秘書:今夜は久し振りにフライで出掛けるんですね。
オレ:あぁ今夜は10年振りにフライを振るんだ。
秘書:釣れるといいですね。
オレ:ああ!釣れるさ。イメージはすでに頭の中でシュミレーション済みだ。
秘書:お疲れさまでした。久し振りの休暇ですから楽しんできて下さい。
オレ:あぁ。
仕事を終え22:45車通りの少なくなった公安道路を目的地に向けFLAT4に鞭打つオレの頭の中では、
忘れていたフライでのアプローチを思い返す事で一杯だった。
「あのテトラに乗ればフォルスキャストを邪魔する障害物は存在していなかったなはずだ。

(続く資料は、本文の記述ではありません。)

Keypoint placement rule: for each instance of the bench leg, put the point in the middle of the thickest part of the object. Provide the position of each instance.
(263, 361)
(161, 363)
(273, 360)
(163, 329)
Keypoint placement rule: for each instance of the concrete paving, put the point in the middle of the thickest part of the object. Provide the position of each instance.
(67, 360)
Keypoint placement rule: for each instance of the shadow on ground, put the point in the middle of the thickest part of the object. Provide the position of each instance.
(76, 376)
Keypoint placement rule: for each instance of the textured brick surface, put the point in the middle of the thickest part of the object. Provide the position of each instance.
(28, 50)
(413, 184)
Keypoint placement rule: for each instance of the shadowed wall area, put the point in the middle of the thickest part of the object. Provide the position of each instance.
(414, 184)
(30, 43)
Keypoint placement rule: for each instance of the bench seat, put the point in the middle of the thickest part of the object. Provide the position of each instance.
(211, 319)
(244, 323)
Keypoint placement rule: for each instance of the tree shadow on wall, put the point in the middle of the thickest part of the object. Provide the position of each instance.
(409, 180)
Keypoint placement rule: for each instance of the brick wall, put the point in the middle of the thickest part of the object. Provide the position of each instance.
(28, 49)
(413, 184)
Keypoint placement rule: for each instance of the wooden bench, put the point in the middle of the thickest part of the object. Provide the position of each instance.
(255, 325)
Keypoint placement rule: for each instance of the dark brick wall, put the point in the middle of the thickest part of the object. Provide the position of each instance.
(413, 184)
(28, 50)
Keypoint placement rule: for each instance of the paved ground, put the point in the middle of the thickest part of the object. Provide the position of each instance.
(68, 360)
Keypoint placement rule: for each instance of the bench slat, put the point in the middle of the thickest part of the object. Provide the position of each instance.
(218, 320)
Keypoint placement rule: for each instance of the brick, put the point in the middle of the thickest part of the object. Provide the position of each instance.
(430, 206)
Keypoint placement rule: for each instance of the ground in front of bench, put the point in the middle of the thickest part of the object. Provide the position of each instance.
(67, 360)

」
「リトリーブした分のライン処理は・・・問題ない!」
「もらった!」
23:40現地に着き仕度を始める。
家を出る前にガイドにラインは通してあるのですぐに準備は整うハズであった。
ロッドを繋ぎフライラインを引き出しフォルスキャストに移ろうとした時、
今まで感じた事がない違和感が・・・。
「ティップセクションがあり得ない角度で曲がっている!」
「!?まさか」
そんなはずはない。
一番事故を起こし易いフライラインとリーダーの繋ぎ目はガイドに抵抗が掛からないよう、
リールからラインを十分に出してなんの抵抗もなしにトップガイドを通したんだ!
通し終わった後も異常はなかったのは確認済みだ!
だが、愛竿のG-Loomis GLXはトップから5番目のガイドの下で力なく垂れ下がり、
ナトリウム灯の明かりに照らされ哀れな姿をさらけ出していた。
「何がおきているんだ?」
心を落ち着かせるためにわざと視界からロッドを追いやり、
セブンスターに火をつけ海面をボンヤリ眺めた。
フライを投げ入れたであろうタグボート辺りの水面に目を向けると、
あちらこちらでフィッシュイーター達がガバガバ騒がしい。
「釣りたい!絶対に何かの間違いだ!」
そう思ってもう一度ナトリウム灯に照らし出されている愛竿に目を移すが、
再び哀れな愛竿の姿を見る事となる。
「折った?」
「オレが? ばかな!?」
原因が特定できない。
まったく心当たりがない。
でも間違いではない現実が目の前に叩き付けられている。
こうして10年振りのフライ釣行はあり得ない結末で幕を閉じた。